PUBLISHED : Wednesday, 17 June, 2015, 1:20am
UPDATED : Wednesday, 17 June, 2015, 1:43am

Agence France-Presse in London

russia-spy.jpg


Russian businessman Dmitry Kovtun (left) has acknowledged meeting Alexander Litvinenko (right) in London but denies any involvement in his death. Photo: AFP, AP

A suspect in the radiation poisoning death in London of Russian ex-spy Alexander Litvinenko is expected to testify at an inquiry into the killing next month, British justice officials said.

Businessman Dmitry Kovtun has been granted "core participant status" in the inquiry into the 2006 murder and has said he is "willing to attend a video-link session in Moscow", the officials' statement said.

It added that Kovtun "does intend to assert the privilege against self-incrimination", which means he can refuse to answer questions if he believes that he would incriminate himself.

The video-link is expected to take place at the end of July, although no date has yet been set.

Kovtun and a second Russian, former Kremlin bodyguard Andrei Lugovoi, are wanted by British police for allegedly poisoning Litvinenko in a London hotel using tea laced with polonium-210, a radioactive isotope.

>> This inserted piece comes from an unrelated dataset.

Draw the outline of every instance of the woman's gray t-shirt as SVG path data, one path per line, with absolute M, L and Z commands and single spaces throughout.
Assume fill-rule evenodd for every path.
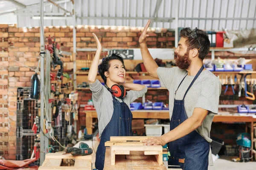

Kovtun told journalists in Moscow earlier this year that he believed Litvinenko was already ill before he met the duo in October 2006 and had most likely unwittingly caused his own death.

Kovtun in March unexpectedly reversed a decision not to participate in the British inquiry, which is looking into possible Russian state involvement in the murder of Litvinenko, a trenchant and high-profile critic of President Vladimir Putin.

Litvinenko died in a London hospital on November 23, 2006, some three weeks after meeting Kovtun and Lugovoi. In a letter dictated from his deathbed, he accused Putin of having ordered his murder.

A report with the inquiry's findings is due this year. The core participants at the start were Litvinenko's widow and son, Marina and Anatoly, and authorities.